The algorithm operates with the following assumption: Mapped reads from duplicated DNA fragments will share a mapping orientation (e.g. will map to the same strand), and depending on their orientation, will share either a start coordinate (forward reads), an end coordinate (reverse reads) or both (paired end reads).
Based on this assumption, a group of reads that share identical start and end coordinates (or start coordinate and length for single end reads) and also share identical sequences can be considered as potential duplications of the same DNA fragment. These reads are then investigated to find reads to be removed and reads to be kept. In order to explain how this works, we will use a small example shown in figure 27.40.
The example shows 165 reads that share the same start position and orientation and are considered for duplicate read removal. 60 reads share the sequence shown at the top, 5 reads share the middle sequence, and 100 reads share the sequence at the bottom. The differences are at position 3 and 9 (underlined).
The tool will now create a tree structure out of these reads as illustrated in figure 27.41.
The first branch point in the tree is at the third position, where sequence number one has a G and the other sequences have a T. The other two sequence disagree at position nine, where one has a C and another has an A.
The next step is to iteratively merge the branches, starting from the end of the tree. The first branch point to consider is at position nine. Since only 5 reads have a C and 100 reads have an A, the C branch is collapsed. This is shown in figure 27.42.
As a user, you can specify the threshold for when the reads should be merged. The default is 20 %: when the minority branch has less than 20 % of the read count of the both branches, it is collapsed.

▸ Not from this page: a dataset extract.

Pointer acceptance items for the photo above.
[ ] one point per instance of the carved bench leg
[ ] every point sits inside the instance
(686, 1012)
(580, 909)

The next branch to consider is at the third position, where there are now 105 reads that have a T and 60 reads that have a G (see figure 27.43).
With the default setting at 20%, these two branches will not be collapsed, because there are too many reads on the minority branch (60 reads versus 105 reads). Since this process is aimed at collapsing reads that are only distinguished apart by sequencing errors, you would not expect this situation to be caused by sequencing errors, but rather true biological variation (or PCR errors in the early cycles that are indistinguishable from true variation).
If we raised the threshold to 60%, the two branches above would be merged into one if it was not for the second rule governing the merging of branches: The sequences have to be identical except for the difference at the branch point. Looking at the sequences in figure 27.43, there is a difference at position 9 which means that these two branches would never be merged, regardless the threshold and the read counts.
The result of the duplicate reads removal in this example would be that the 165 reads are reduced to two in the result.